Silk Road, an illegal online marketplace that operated on the dark web recently but has been shut down by the FBI. Silk Road actually wants to facilitate transactions using Bitcoin. Read the full explanation.
Early Start
Bitcoin was originally intended to ensure anonymity and is a principle adhered to by most crypto assets.
However, true anonymity relies on transactions leaving no trace. For example, purchasing crypto assets via credit card can create a traceable trail.
Likewise, acquiring cryptocurrency through an exchange may leave behind proof of delivery address.
Definition of Silk Road
Created by Ross Ulbricht in 2011, Silk Road emerged as a platform where individuals could purchase a variety of illicit goods, including fake ID cards and narcotics. Transactions on the platform often involve the use of crypto assets.
The Silk Road is a historic trade route that spanned continents and cultures, having a timeless appeal.
Silk Road Implications
Developing Digital world technologies such as crypto markets and online markets have resulted in increasing demand for data privacy.
This increased demand has led to stricter regulations and laws governing data use, alongside the development of technological solutions that cater to individuals seeking greater anonymity. Although data anonymization tools were introduced to protect users' personally identifiable information (PII), they have also been exploited by entities involved in illegal activities.
In 2011, Silk Road emerged in response to the need for a platform where illegal drug sellers could connect with potential buyers online while ensuring anonymity through anonymization.
Conclusion
Silk Road functions as a hidden service on the Tor network. Thus allowing users to engage anonymously in the purchase and sale of goods and services.
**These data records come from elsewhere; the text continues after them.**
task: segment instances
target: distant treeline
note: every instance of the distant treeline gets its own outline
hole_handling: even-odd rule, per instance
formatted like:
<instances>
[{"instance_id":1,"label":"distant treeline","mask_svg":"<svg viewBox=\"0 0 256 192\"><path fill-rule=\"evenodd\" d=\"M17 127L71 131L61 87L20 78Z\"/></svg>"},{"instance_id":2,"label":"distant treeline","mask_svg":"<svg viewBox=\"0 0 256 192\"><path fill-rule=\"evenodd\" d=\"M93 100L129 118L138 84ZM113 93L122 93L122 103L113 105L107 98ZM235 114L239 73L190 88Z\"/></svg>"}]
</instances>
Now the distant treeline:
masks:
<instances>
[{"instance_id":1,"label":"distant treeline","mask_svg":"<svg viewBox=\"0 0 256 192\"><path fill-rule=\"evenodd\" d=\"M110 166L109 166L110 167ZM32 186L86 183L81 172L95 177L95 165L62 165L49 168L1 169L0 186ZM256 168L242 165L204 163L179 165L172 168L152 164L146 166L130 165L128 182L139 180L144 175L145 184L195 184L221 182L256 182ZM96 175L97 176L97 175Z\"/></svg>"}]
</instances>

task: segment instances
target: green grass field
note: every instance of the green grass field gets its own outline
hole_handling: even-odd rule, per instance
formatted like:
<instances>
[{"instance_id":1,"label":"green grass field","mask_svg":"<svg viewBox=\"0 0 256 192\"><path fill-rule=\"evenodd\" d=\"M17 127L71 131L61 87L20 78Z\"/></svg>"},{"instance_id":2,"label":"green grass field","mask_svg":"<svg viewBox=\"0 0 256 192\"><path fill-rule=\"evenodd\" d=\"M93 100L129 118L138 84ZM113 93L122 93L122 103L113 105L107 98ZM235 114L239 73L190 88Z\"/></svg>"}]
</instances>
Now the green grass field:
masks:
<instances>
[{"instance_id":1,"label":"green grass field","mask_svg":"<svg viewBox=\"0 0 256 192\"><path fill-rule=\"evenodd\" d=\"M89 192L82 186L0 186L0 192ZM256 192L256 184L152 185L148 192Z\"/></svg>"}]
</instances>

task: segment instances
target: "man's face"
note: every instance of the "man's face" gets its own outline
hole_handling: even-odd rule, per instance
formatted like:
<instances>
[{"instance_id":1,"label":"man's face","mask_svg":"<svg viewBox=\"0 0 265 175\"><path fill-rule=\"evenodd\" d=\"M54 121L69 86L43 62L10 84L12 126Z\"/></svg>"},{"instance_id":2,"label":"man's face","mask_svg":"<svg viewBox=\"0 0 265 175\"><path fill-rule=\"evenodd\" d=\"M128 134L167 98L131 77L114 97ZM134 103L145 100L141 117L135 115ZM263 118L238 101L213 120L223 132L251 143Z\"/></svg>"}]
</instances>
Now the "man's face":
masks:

Transactions exclusively use bitcoin, a crypto asset that plays an important role in maintaining user anonymity. Known for its illegal drug market and various other illegal and legal offerings, the website facilitated the sale of 9,519,664 Bitcoins from February 2011 to July 2013.
Also read:
What is Blockchain 1.0? A Blockchain Starting Point
Crypto Faucet, How to Get Free Cryptocurrency
Fiat On-Ramps and Off-Ramps in Cryptocurrencies
DISCLAIMER: This article is informative and does not constitute an offer or solicitation to sell or buy any crypto assets. Trading crypto assets is a high-risk activity. Crypto asset prices are volatile, where prices can change significantly from time to time and Bittime is not responsible for changes in crypto asset exchange rate fluctuations.